I am a beginner with spark, generally in some executions with a java.lang.OutOfMemoryError: Java heap space is raised:

java.lang.OutOfMemoryError: Java heap space at java.base/java.nio.HeapByteBuffer.<init>(

I have looked for what could be due to the lack of --driver-memory and --executor-memory args, this spark is hosted in a docker container, and the pyspark script runs with spark-submit:

docker exec -it pyspark_container \
    /usr/local/lib/python3.10/dist-packages/pyspark/bin/spark-submit \

My computer specifications:

8 cores 30GB ram 1.2TB ssd

I would like to know if it is possible and if it makes sense to increase these args since I am not in a cluster, and how to do the allocation calculation.

Really appreciate your help


  • Since you're not using a --master argument in your spark-submit command, you're using Spark in local mode. That means that all the driver and executor processes happen on the same machine.

    In that case, the --executor-memory argument is not used. It is the --driver-memory argument that enable your local cluster to have more memory.

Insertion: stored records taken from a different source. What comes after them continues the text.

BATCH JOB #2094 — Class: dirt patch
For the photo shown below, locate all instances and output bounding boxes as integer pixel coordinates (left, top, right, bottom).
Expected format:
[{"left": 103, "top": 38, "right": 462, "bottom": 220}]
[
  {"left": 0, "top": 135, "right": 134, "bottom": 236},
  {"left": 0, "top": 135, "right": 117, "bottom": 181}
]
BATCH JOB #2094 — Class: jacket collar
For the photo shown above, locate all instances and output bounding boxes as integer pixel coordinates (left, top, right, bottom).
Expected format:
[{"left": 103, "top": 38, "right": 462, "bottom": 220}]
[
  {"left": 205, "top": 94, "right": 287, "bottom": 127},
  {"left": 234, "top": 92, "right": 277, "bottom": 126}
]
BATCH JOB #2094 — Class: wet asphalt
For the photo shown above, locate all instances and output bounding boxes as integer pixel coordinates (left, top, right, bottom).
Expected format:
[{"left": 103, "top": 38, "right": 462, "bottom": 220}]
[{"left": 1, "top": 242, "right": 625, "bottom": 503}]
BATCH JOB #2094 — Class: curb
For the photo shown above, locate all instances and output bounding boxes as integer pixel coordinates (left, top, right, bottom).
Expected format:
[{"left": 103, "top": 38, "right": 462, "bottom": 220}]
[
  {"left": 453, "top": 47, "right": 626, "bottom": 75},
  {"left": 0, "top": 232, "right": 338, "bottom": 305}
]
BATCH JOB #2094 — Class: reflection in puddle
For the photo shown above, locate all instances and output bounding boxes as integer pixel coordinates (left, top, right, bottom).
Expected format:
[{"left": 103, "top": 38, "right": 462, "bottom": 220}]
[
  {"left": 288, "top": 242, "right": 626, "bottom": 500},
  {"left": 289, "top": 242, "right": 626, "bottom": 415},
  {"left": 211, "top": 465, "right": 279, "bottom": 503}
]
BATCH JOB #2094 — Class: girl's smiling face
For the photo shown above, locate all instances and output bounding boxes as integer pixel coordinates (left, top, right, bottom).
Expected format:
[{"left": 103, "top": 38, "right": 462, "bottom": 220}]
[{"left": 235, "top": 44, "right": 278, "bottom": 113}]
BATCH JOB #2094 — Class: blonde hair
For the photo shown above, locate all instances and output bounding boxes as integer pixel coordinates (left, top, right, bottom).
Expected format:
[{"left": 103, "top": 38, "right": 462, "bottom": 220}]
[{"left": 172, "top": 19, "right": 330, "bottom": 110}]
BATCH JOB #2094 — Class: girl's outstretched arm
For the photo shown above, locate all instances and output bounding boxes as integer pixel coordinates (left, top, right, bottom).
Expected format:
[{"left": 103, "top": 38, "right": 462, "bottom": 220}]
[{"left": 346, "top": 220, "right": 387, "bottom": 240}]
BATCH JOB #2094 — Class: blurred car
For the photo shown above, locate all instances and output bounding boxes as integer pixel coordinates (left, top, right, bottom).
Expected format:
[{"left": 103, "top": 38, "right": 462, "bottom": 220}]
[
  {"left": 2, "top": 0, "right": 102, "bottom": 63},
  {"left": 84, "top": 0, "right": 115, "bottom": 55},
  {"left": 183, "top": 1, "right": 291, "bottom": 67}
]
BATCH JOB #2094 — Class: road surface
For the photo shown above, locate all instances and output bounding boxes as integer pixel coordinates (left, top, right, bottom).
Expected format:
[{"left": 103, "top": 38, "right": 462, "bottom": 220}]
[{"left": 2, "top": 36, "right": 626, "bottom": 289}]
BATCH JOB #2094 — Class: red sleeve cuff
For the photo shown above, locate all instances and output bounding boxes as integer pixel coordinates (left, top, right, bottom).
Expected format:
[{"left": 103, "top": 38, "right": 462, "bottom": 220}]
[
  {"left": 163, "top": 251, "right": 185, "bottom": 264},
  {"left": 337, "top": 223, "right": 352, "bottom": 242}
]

    As we don't know what your data looks like, it is a bit hard to say what a proper size would be to choose here. The default value of --driver-memory is 1g. Since you have 30G of RAM on your machine, you can increase this.

    Try something like:

    docker exec -it pyspark_container \
        /usr/local/lib/python3.10/dist-packages/pyspark/bin/spark-submit \
        --driver-memory Xg \

    where X is a number that makes sense for your data. If you have the whole machine to yourself, you can try using a big chunk of the available memory, like --driver-memory 25g.